Poor Psyche went on looking for her beloved, all over the world. But she had no chance of finding him, because he was now back home with his mother, and in fact in bed - in severe pain from that nasty burn.

Meanwhile, a rather unpleasant bird was on its way to inform Venus of what had been going on. This gull found the Goddess of Love enjoying a dip in the ocean - and told her: her son was bedridden with a dreadful wound; he'd been having a sordid affair with a girl; and that the gossip was she herself had had a nervous breakdown and gone on a seaside holiday! And that as a result the whole universe was in complete disorder - with love having completely gone out of everyone's lives!

This revolting bird poisoned Venus' mind - she believed the story about her son, and demanded the name of the Nymph, Muse or Grace who'd dared seduce her innocent son. "Unless I'm completely mistaken," piped the talkative gull, it was a mortal. I think her name was something like ... Psyche!"

Her vacation abruptly curtailed, Venus went straight home, and straight to her son's bedroom. "You lazy, disobedient little lecher. How dare you? I told you to ruin that girl's life, and instead you have the cheek to go and sleep with her yourself! Well, I'm not too old to have children - I can have another son! Or I can confiscate your little toys and give them to someone who knows how to handle them. I'm anyway sick of you always shooting your arrows at me, and sneering at me - and showing no respect for your stepfather either. I know you're always making Mars fall in love with other women just to annoy me. But I'm going to make you so sorry you ever set eyes on that mortal girl, Sunny Jim."

Cupid and friends with Mars and Venus: by Botticelli

Perhaps wisely, Cupid pretended to be asleep. Venus, fuming and snorting, went off to consider his punishment. She bumped into Ceres and Juno.Her auntie Ceres asked her (though she knew perfectly well) why her lovely face was all red and puffy. "Help me, auntie," pleaded Venus. "I'm looking for a creature called Psyche: she's disappeared after - the scandal of ... her ridiculous affair with ..."

"What's the problem?" said Ceres innocently. "Boy meets girl. Boy falls in love. What could be more natural - especially as your son has so obviously inherited his mother's talents! How silly you look - trying to ban your son from doing the thing you encourage everyone else to!"

"And you have to remember, sweetie," said Juno, "that he's not a little boy any longer. I think he's quite old enough to sort out his own love life!" Ceres and Juno were not being entirely honest - she like all the goddesses was scared of Cupid, and thought it safer not to say anything nasty about him - just in case.

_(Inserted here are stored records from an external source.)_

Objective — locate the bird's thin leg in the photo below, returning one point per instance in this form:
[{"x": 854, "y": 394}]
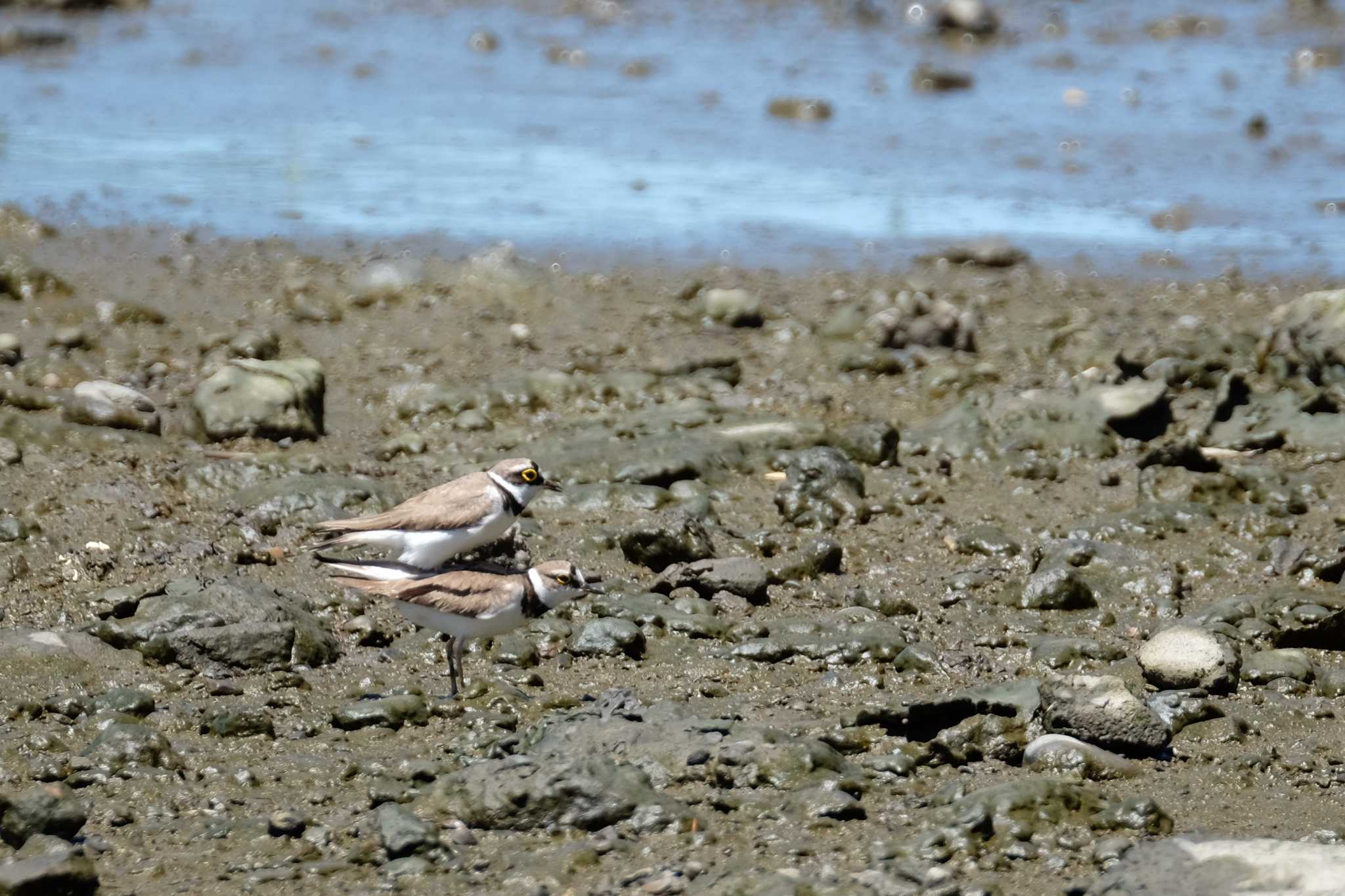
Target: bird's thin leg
[
  {"x": 459, "y": 647},
  {"x": 452, "y": 673}
]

Venus was not impressed by their unhelpful attitude - and went back to the seaside. Meanwhile Psyche was still searching for her husband - determined to whatever she had to to win him back. One day, she saw a temple on a hilltop. She went inside, and found it was all in a terrible mess - offerings of corn, sheaves of barley, sickles and scythes were strewn about all higgledy-piggledy. Without thinking, she started tidying it all up - and soon the goddess whose temple it was arrived. It was Ceres.

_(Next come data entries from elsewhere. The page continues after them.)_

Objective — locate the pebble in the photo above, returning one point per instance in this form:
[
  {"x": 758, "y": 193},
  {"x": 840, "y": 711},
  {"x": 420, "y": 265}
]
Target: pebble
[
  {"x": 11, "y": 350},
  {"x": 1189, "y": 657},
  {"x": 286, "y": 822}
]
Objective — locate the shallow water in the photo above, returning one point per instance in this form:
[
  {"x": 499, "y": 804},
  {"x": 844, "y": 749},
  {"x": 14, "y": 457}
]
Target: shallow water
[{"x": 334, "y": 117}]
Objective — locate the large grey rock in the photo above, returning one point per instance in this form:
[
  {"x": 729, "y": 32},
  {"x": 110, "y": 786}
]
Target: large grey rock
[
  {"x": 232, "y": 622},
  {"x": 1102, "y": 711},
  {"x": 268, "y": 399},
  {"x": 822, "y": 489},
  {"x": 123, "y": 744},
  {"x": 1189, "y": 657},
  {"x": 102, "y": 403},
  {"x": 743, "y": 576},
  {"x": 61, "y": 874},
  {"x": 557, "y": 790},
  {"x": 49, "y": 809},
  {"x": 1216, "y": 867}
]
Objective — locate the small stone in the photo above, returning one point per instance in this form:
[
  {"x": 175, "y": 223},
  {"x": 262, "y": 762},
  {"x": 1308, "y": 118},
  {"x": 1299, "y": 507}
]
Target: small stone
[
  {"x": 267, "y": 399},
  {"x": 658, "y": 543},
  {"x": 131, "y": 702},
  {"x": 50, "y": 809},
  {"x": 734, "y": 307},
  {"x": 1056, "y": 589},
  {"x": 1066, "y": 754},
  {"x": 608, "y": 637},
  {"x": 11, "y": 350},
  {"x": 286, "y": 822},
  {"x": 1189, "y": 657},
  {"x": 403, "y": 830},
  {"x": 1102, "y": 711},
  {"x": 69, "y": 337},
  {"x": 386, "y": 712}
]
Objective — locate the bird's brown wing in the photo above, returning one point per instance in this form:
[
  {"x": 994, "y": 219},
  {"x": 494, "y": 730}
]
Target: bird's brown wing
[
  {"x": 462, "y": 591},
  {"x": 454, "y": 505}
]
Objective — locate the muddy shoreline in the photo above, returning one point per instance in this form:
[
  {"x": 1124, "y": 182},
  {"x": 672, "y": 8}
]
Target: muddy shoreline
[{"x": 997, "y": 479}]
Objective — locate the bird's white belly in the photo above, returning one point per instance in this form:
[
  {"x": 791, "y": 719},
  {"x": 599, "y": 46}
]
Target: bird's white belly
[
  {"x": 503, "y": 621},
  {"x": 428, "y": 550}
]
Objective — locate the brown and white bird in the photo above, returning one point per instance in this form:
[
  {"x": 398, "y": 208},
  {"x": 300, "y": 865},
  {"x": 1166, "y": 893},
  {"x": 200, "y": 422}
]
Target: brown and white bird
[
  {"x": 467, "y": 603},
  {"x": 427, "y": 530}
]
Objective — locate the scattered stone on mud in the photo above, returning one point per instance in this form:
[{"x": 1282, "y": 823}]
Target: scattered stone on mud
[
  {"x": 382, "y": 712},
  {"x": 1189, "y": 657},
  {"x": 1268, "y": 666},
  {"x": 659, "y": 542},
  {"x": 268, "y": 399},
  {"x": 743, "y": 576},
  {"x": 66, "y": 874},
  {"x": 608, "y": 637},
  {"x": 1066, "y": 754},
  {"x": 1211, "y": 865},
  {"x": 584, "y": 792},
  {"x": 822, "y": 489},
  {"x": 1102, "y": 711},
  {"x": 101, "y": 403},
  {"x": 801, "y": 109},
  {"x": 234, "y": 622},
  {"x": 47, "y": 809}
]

"Why thank you, dear," she cooed. "Fancy looking after my temple for me so nicely, while Venus is going mad trying to find you."

"O please, please help me!" Psyche begged. "Just let me hide in your temple so I can rest for a few days. I'm so exhausted."

"Of course! I'd love to!" said Ceres. "But my niece and I are very close. I'd never do anything to offend her. Get out of my temple this minute, or I'll have you arrested."

When a little later, she found another temple and took refuge there, it wasn't really a surprise when Juno, after saying how much she'd love to help, refused and threw her out - because she'd never do anything to offend her daughter-in-law, the goddess who'd married her son Vulcan.

Psyche, now desperate, decided the only thing left was to give herself up - go to Venus and try to win her round. She had no idea how she was going to do this. Venus meanwhile had got out the best chariot, and drove, accompanied by the usual chirping flock of birds, straight to Jupiter's palace, to demand the services of Mercury, the gods' own media specialist. She told him "I want an announcement made to all mankind". And she described the massive reward for whoever found Psyche, who she claimed was her escaped slave girl. And she handed over a picture, and her full dossier. Then she went home.

Mercury lost no time. All over the world he flashed - proclaiming everywhere:"Oyez, oyez! If anyone do apprehend the person of one Psyche, an escaped slave of the goddess Venus, he shall be rewarded by the said goddess with seven kisses upon the lips, plus one to include full tongue involvement."